Viral Factors Controlling CNS Disease

Very little is known about the viral determinants that affect induction of TSP/HAM. Gross molecular characterization of HTLV-1 strains isolated from patients with TSP/HAM has not revealed unique features that could influence development of CNS disease (Imamura et al. 1988; Gessain et al. 1989; Daenke et al. 1990; Evangelista et al. 1990; Kinoshita et al. 1991). In cases where differences have been found, they seem to reflect the types of virus present in a particular geographic area rather than the presence of variants in CNS lesions (Komurian et al. 1991; Ratner et al. 1991; Schulz et al. 1991; Gessain et al. 1993; Mahieux et al. 1995; Renjifo et al. 1995). However, a point mutation is sufficient for neuropathogenesis in ts1 Mo-MLV (Szurek et al. 1988; see above). Thus, a careful genetic analysis of neuropathogenic strains and an experimental system to study their properties are required before firm conclusions can be reached.

Mechanisms of Neuropathogenesis

Given the difficulties inherent in studying HTLV-1-induced CNS disease, it is not surprising that the mechanisms involved in pathogenesis are poorly understood. Unlike ATL, TSP/HAM can develop within several years of HTLV-1 infection (Osame et al. 1986a, 1987) and patients usually have a polyclonal HTLV-1 infection characterized by high levels of viral DNA (Greenberg et al. 1989; Yoshida et al. 1989; Gessain et al. 1990; Kira et al. 1991). The inflammatory response is the hallmark of this disease, but the factors that initiate and sustain it are not known (Jacobson 1992; Hollsberg and Hafler 1993, 1995). An autoimmune response mediated by infiltrating T cells that is directed against CNS products or a cytotoxic response against infected CNS cells could be involved. Late in the disease, patients with TSP/HAM contain high levels of cytotoxic T cells, many of which react with Tax (Jacobson et al. 1990, 1992; Elovaara et al. 1993). These cells are also found in CNS lesions (Bhigjee et al. 1991; Hara et al. 1994), suggesting that they may have a role in pathogenesis. Viral products are present at relatively low levels within the CNS, but these levels may be sufficient to induce disease. As mentioned earlier, low levels of Cas-Br-E MLV SU expressed by transgenic mice are sufficient to induce CNS lesions (Kay et al. 1993). The extended course of the disease could reflect the time required for inflammation to reach a critical level and neuronal damage to exceed a tolerable threshold.

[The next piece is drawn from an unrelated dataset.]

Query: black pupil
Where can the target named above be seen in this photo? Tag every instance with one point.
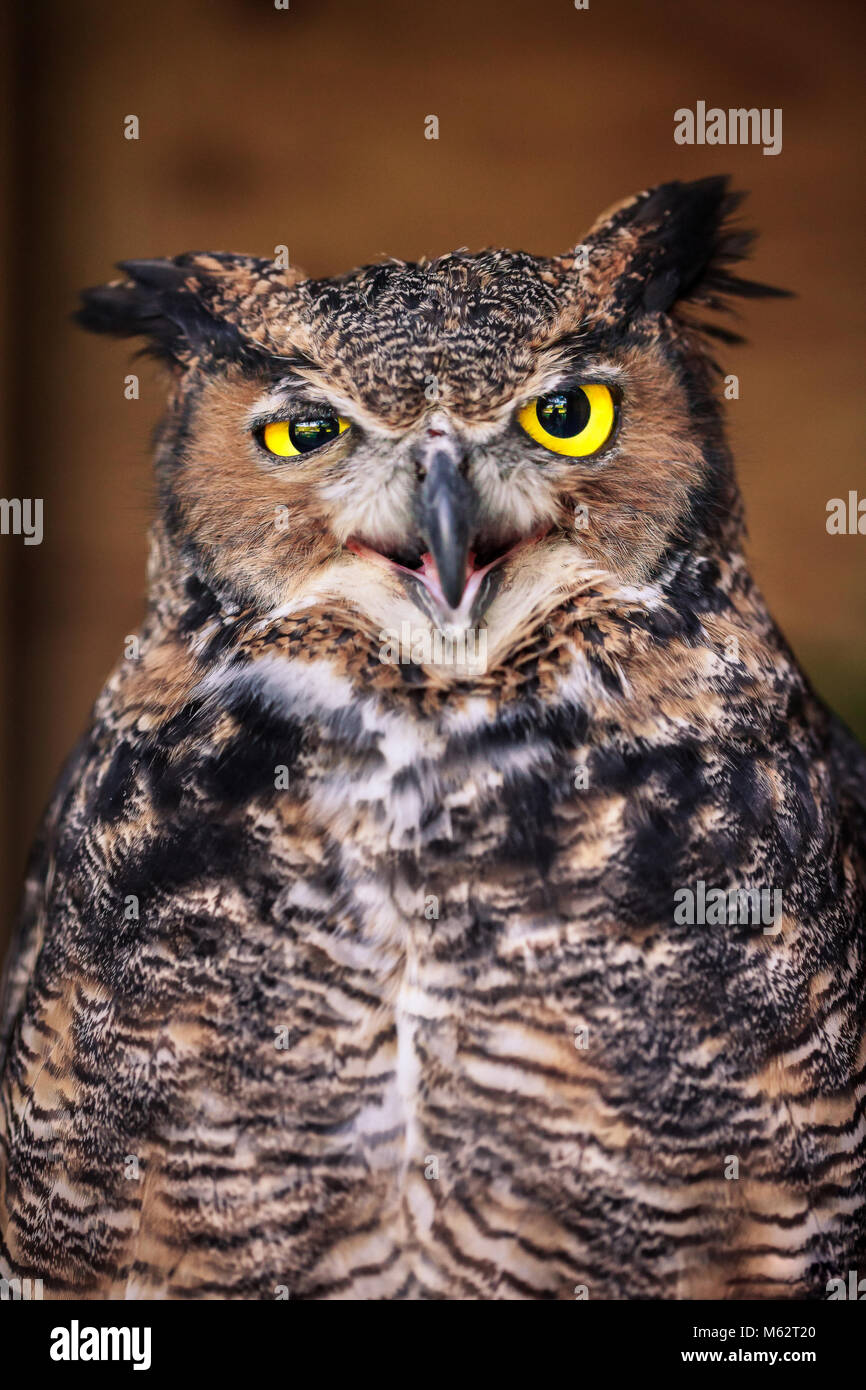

If the pathogenesis of these viruses is to be understood, an experimental model must be developed in which viral replication, spread, and infection of the CNS can be studied. The only animal model available involves rats inoculated with HTLV-1-infected cells. Although these animals develop CNS lesions, the disease does not duplicate many of the important features of TSP/HAM (Ishiguro et al. 1992; Kushida et al. 1994). If a better animal system could be found, the recently isolated infectious HTLV-1 clones (Kimata et al. 1994; Derse et al. 1995) could be exploited to test the role of different gene products in pathogenesis. Although none of the available HTLV-1 transgenic mice develop parenchymal CNS disease (Hinrichs et al. 1987; Nerenberg et al. 1987; Iwakura et al. 1991; Grossman et al. 1995), this approach might also be fruitful if the relevant HTLV-1 products could be identified and targeted to the appropriate cell types. Such models would not reveal features of the disease that are caused by viral replication, but questions relating to the targets of the inflammatory response might be approachable.